Deshaun Watson didn’t play in 2021. It feels very possible he’s sidelined for 2022 as well.
Last season, Watson was sidelined by the Houston Texans due to his trade demand and the team’s reluctance to move him. However, he was eligible each week, only to be made inactive.
This year, things could be far different. Watson is currently facing no criminal complaints, after the previous 10 were dismissed by two grand juries in Texas. When those decisions were reached, the frenzy to acquire Watson began across the NFL, with the Browns ultimately landing him for the price of three first-round, two fourth-round and one third-round pick, along with a five-year contract, fully guaranteed at $230 million.
However, since the trade was completed, two more women have filed civil suits against Watson, bringing the total to 24. And there are reports the number will soon become 26.
As for Watson, he spoke to the media on Tuesday for the first time since his introductory press conference and expressed his thoughts on what has continued devolving as an increasingly ugly situation.
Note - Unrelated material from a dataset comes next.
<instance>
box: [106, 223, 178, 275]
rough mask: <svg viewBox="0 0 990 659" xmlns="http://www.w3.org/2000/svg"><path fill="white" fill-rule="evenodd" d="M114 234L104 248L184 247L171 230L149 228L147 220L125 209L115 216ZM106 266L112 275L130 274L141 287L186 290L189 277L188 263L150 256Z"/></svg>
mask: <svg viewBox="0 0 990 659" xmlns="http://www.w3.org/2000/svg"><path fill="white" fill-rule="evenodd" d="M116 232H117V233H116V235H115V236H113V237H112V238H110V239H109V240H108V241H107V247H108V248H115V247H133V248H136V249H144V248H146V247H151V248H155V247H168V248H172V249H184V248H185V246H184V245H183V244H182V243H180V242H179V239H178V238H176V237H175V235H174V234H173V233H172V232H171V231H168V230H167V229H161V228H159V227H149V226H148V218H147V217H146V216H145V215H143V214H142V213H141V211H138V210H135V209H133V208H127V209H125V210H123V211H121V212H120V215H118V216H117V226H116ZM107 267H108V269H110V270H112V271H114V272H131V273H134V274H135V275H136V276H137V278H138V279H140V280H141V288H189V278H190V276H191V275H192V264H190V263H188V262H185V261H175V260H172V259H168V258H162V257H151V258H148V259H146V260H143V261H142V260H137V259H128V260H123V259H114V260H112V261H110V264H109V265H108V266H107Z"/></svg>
Per ESPN:
“I do understand that I do have regrets as far as the impact that [it’s had] on the community and people outside of just myself. And that includes my family. That includes this organization. That includes my teammates in this locker room that have to answer to these questions. That includes the fan base of the Cleveland Browns. That includes males, females, everyone across the, the world. That’s one thing I do regret is the impact that it’s triggered on so many people. It’s tough to have to deal with.”
All told, the NFL must make a decision soon on Watson’s potential discipline. Although he’s not facing criminal charges, the allegations against him are serious and many. Commissioner Roger Goodell must understand that the worst outcome from the NFL’s perspective is the league appearing to be uncaring and/or unsympathetic to dozens of women who have allegedly been violated by Watson.
To that point, don’t be surprised if Goodell takes the sweeping action of suspending Watson indefinitely. This allows the NFL to wait for the civil suits to be handled before deciding when to end the ban and reinstate. It also protects the league from Watson being a weekly storyline during the season on what could be a contending team.
For the Browns, there’s no room to complain. They acquired Watson while he was embroiled in (most of) these civil suits. They knew the risk.
Now they may be without their star quarterback for 20 percent of his contract if Goodell decides to move strongly.